Il semble cependant que très tôt Cantor ait pensé que toute propriété ne pouvait définir un ensemble, il distingue en particulier les ensembles transfinis, et l'infini absolu, qui est indépassable, comme celui de la collection de tous les ordinaux qui ne peut constituer un ensemble. En ce sens sa « théorie » (rappelons qu'elle n'est pas formelle) ne paraît pas sensible aux paradoxes de Burali-Forti, de Cantor, il connaissait d'ailleurs ces deux derniers et ne les considérait pas comme des paradoxes, ni même au paradoxe de Russell, qui bien que plus simple est dans le même style.
Russell a d'ailleurs montré que son paradoxe rendait contradictoire la théorie de Frege, qui est une théorie des fondements dont les aspects logiques (auxquels Cantor s'intéressait peu) ont eu une grande influence, mais qui utilisait une version de la compréhension non restreinte, c'est-à-dire la possibilité de définir un ensemble en compréhension à partir de n'importe quelle propriété du langage étudié.

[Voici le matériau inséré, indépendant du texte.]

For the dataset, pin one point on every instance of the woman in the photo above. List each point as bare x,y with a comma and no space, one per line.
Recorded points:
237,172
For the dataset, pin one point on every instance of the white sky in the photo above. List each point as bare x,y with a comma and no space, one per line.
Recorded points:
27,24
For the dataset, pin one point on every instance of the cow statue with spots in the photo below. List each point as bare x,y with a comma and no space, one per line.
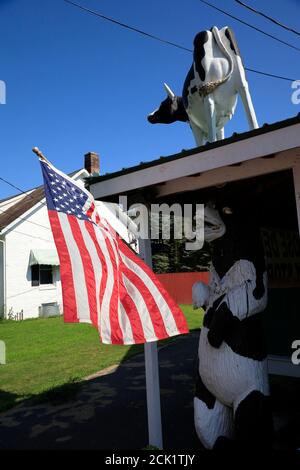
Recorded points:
231,404
211,88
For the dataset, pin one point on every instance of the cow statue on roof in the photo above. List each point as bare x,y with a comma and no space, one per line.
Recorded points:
210,90
232,403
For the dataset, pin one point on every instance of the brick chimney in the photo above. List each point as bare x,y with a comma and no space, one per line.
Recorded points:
91,163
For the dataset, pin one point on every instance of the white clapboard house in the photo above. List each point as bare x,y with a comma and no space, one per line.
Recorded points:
29,266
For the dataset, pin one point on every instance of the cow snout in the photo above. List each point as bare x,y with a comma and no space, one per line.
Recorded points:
151,118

Le cas est différent pour des paradoxes comme le paradoxe de Richard ou le plus simple paradoxe de Berry (le plus petit entier que l'on ne peut pas définir en moins de cent mots) qui mettent en jeu le langage lui-même. Si celui-ci n'est pas formalisé rien ne semble interdire de déduire ceux-ci. Cependant Cantor n'a jamais affirmé que l'on pouvait définir un ensemble en compréhension à partir de n'importe quelle propriété sans aucune restriction.

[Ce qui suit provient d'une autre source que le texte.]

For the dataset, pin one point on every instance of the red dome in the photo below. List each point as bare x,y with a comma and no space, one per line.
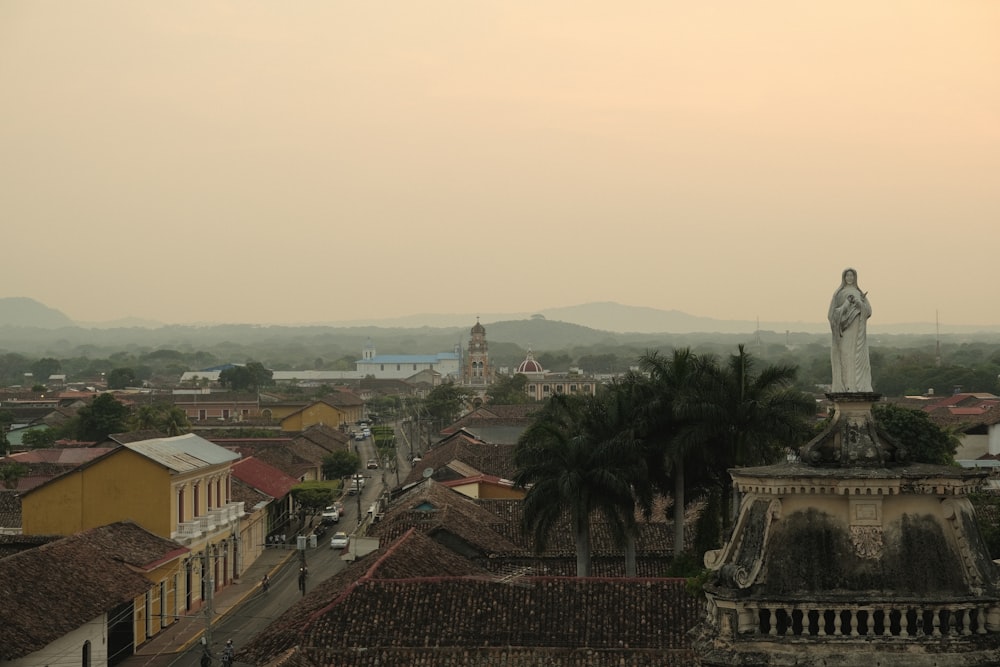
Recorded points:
529,365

Il reste que la découverte de ces paradoxes ou antinomies, a joué un rôle important dans le développement de la théorie des ensembles après Cantor, en particulier son axiomatisation a été en partie développée en réponse à ceux-ci, pour déterminer précisément quelles définitions d'ensembles pouvaient être autorisées. Aujourd'hui, pour les chercheurs en mathématiques, « théorie des ensembles » signifie usuellement théorie axiomatique des ensembles. Toutefois, cette théorie, aux multiples variantes, est formalisée généralement dans le calcul des prédicats du premier ordre, c'est-à-dire que le langage est bien défini et que l'on ne peut dériver le paradoxe de Berry. Il s'agit d'une axiomatisation de la relation d'appartenance, permettant donc de parler des ensembles, mais ceux-ci ne sont finalement traités qu'indirectement par les axiomes. On considère généralement que toutes les notions mathématiques peuvent être formalisées dans ce cadre.

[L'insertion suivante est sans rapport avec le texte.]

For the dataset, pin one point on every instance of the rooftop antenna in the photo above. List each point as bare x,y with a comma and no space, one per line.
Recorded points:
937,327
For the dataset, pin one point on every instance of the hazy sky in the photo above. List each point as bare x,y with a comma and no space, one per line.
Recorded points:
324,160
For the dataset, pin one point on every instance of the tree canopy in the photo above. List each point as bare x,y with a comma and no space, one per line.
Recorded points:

La théorie naïve ne se soucie pas d'une définition très précise du langage mais se contente des propriétés telles qu'on les exprime usuellement en mathématiques, sachant que celles-ci se formaliseront finalement dans le langage de la théorie axiomatique, les paradoxes jouant le rôle de garde-fous. Le langage est en particulier extensible, par l'ajout de nouvelles définitions.